Friday, January 8, 2010

Polycystic kidney syndrome is identified by the presence of multiple cysts in both kidneys. It is a genetic disorder of the kidneys which is passed down from one generation to the next as an autosomal dominant trait and results from mutations in either the PKD-1 or PKD-2 gene. If one parent carries the gene, the offspring has a 50% chance of developing the disorder. The cysts are non-cancerous and look like sacs containing water-like fluid.

The cysts are numerous and are filled with fluids which enlarge the kidneys. The disease can also damage the liver, pancreas, and in some rare cases, the heart and brain. The two major forms of polycystic kidney disease are distinguished by their patterns of inheritance.

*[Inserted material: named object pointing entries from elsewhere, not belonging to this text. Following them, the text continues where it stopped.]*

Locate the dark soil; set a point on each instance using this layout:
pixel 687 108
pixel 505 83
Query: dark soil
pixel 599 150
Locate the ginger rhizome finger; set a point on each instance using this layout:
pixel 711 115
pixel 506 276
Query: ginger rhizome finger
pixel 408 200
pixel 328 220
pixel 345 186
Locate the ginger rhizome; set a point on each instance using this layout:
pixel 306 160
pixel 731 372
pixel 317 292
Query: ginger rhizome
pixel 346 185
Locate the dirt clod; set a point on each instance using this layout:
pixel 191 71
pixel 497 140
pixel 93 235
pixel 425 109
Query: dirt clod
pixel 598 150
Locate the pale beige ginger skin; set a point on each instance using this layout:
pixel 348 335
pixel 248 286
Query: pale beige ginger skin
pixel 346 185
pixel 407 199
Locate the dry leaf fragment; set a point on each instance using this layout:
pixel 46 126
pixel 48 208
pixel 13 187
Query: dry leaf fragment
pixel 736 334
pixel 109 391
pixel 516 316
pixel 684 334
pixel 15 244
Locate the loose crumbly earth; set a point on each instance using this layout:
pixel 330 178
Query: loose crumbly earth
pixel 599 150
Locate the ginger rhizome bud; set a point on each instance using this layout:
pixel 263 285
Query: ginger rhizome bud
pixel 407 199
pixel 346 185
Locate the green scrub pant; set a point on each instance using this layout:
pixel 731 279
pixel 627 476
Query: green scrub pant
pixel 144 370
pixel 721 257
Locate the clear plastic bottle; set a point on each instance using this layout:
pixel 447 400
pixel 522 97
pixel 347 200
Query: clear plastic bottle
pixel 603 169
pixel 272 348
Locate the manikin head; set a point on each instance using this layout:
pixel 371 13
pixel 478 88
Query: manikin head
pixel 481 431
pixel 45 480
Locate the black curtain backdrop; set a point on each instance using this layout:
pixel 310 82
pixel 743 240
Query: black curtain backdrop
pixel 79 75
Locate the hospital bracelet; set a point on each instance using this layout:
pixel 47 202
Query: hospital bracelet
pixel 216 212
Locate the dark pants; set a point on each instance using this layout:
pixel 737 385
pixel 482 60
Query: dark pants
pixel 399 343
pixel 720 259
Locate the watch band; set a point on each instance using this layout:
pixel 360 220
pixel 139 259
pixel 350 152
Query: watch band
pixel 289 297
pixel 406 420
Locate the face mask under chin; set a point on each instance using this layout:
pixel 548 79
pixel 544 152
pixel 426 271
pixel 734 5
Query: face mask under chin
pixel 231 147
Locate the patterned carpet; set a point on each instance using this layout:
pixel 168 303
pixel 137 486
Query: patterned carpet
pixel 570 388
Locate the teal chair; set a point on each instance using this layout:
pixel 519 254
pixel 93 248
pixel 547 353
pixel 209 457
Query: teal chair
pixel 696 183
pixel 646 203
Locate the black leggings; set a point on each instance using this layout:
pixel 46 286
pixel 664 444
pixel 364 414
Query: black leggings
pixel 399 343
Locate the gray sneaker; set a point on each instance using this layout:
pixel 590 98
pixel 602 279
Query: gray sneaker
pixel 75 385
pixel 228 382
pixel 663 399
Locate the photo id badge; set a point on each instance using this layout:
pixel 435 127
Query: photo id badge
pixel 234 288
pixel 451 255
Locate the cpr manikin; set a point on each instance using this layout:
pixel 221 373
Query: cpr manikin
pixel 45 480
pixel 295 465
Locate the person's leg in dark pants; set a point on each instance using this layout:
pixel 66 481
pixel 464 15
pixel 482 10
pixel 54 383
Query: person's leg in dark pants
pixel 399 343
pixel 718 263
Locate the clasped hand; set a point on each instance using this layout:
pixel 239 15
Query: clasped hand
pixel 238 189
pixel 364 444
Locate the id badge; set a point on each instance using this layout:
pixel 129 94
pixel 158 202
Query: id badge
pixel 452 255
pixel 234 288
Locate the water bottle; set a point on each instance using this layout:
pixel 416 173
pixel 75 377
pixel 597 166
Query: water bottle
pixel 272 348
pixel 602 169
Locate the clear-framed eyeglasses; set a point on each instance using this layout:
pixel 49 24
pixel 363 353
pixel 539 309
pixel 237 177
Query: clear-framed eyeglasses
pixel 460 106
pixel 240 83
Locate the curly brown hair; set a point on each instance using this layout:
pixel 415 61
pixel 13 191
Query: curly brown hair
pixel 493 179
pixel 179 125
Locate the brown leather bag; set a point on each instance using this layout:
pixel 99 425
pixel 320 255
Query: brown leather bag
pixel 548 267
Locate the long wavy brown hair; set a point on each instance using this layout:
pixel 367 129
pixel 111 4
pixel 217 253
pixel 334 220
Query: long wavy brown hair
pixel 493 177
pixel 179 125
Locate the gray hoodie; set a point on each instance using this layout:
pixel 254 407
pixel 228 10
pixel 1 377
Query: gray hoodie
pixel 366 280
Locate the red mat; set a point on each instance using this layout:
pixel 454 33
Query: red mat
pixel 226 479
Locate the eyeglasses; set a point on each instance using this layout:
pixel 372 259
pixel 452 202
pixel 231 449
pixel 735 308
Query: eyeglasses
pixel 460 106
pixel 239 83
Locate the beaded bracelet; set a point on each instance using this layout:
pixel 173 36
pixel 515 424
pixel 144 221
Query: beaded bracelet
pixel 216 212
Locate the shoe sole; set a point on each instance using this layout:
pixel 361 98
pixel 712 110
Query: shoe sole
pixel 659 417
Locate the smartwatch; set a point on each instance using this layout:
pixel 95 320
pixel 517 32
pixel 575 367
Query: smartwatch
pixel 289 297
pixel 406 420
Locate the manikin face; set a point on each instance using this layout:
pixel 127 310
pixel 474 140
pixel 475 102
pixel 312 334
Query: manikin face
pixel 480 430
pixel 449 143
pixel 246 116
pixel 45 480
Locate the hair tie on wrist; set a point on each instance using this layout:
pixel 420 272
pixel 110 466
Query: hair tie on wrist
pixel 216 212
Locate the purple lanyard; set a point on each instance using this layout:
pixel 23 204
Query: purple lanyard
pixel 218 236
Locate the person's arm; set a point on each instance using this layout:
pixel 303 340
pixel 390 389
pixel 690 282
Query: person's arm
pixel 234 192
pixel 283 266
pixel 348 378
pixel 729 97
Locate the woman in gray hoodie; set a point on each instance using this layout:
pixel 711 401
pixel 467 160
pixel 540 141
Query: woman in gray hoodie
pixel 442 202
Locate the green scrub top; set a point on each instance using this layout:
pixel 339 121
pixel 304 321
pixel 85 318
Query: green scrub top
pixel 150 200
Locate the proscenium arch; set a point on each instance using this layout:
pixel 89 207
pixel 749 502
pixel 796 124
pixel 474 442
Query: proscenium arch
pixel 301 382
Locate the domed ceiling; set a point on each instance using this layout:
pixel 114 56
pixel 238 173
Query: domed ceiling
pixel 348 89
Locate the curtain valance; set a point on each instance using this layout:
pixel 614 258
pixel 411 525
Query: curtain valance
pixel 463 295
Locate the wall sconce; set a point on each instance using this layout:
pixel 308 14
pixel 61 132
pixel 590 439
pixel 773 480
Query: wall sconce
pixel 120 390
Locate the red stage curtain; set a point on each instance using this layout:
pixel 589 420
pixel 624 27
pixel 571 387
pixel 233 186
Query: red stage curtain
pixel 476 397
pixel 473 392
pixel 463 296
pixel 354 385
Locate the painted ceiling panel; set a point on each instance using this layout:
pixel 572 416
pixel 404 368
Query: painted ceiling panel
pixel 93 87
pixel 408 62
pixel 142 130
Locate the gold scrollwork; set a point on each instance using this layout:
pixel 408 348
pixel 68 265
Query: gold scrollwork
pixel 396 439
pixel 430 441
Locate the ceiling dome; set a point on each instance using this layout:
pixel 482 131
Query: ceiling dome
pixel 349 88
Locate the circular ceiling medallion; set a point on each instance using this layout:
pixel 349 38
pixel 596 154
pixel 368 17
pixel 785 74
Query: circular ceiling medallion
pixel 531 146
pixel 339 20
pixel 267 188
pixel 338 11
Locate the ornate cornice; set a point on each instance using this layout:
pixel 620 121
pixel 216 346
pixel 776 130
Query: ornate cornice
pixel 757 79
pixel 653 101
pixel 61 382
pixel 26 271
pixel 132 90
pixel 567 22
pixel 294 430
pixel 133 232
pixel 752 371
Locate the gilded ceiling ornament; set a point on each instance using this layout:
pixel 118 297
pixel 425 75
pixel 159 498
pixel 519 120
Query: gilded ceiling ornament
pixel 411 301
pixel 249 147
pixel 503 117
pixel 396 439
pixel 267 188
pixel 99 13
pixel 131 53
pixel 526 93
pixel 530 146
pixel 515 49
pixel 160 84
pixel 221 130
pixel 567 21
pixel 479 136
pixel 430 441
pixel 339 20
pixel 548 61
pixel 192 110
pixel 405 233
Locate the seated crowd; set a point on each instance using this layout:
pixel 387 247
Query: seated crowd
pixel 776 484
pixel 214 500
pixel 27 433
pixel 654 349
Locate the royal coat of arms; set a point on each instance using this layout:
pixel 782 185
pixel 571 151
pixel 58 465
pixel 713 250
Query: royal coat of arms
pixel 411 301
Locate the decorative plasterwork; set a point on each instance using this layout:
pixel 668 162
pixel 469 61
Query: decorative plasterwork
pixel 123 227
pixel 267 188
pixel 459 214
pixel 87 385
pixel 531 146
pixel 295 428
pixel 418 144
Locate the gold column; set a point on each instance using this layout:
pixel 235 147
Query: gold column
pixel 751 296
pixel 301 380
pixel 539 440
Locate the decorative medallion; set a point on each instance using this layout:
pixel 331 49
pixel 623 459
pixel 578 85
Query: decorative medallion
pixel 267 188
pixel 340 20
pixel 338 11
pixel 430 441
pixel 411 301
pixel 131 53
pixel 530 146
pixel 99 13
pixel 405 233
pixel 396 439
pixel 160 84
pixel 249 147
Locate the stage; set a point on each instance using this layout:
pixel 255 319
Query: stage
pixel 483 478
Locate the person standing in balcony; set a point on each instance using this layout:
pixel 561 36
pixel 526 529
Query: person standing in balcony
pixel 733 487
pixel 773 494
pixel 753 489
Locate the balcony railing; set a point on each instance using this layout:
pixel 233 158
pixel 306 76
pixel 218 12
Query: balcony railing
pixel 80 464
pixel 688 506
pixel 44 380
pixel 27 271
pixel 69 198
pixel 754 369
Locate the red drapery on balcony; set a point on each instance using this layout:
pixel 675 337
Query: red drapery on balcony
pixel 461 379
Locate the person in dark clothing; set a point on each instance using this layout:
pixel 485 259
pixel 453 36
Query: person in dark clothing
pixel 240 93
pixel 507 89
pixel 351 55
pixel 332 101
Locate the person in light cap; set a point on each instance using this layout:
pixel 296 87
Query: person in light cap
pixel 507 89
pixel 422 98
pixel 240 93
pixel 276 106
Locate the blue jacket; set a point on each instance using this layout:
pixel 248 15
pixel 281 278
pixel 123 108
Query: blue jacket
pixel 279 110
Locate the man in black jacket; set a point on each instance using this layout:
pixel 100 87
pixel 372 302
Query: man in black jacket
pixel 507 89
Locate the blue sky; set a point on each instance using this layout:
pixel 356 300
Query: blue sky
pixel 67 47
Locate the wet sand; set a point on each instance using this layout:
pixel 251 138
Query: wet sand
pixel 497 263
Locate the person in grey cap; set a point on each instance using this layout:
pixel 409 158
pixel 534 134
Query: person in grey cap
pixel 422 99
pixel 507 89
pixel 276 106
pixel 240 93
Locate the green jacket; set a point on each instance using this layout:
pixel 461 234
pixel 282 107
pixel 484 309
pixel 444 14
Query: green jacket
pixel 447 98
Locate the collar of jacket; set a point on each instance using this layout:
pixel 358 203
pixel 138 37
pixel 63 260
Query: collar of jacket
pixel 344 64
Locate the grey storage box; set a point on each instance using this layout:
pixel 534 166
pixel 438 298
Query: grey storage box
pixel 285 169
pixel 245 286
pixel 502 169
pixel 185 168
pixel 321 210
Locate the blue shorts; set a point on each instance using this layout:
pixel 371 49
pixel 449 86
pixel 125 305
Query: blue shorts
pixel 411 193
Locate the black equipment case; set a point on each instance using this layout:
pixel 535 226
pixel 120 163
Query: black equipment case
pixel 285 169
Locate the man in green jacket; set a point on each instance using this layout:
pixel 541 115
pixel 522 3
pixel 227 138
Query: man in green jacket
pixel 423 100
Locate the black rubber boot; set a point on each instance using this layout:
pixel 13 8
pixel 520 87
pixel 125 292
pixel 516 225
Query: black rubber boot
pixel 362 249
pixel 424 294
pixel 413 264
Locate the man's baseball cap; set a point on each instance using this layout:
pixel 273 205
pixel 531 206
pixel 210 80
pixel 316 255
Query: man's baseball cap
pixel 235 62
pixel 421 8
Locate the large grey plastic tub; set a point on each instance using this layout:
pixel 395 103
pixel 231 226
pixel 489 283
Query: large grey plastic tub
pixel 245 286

Polycystic kidney syndrome is the most common genetic, life threatening disease affecting more than 600,000 Americans and an estimated 12.5 million people worldwide. The PKD Foundation is the only organization worldwide dedicated to fighting polycystic kidney disease. The one of the risks for patients suffering from polycystic kidney syndrome is developing high blood pressure. Kidney failure is another common problem for people with polycystic kidney disease.

Polycystic kidney syndrome is also known as polycystic kindney disease, whose symptoms include: high blood pressure, blood in your urine, back or side pain related to enlarged kidneys, kidney stones, headache, frequent urination, increase in the size of your abdomen.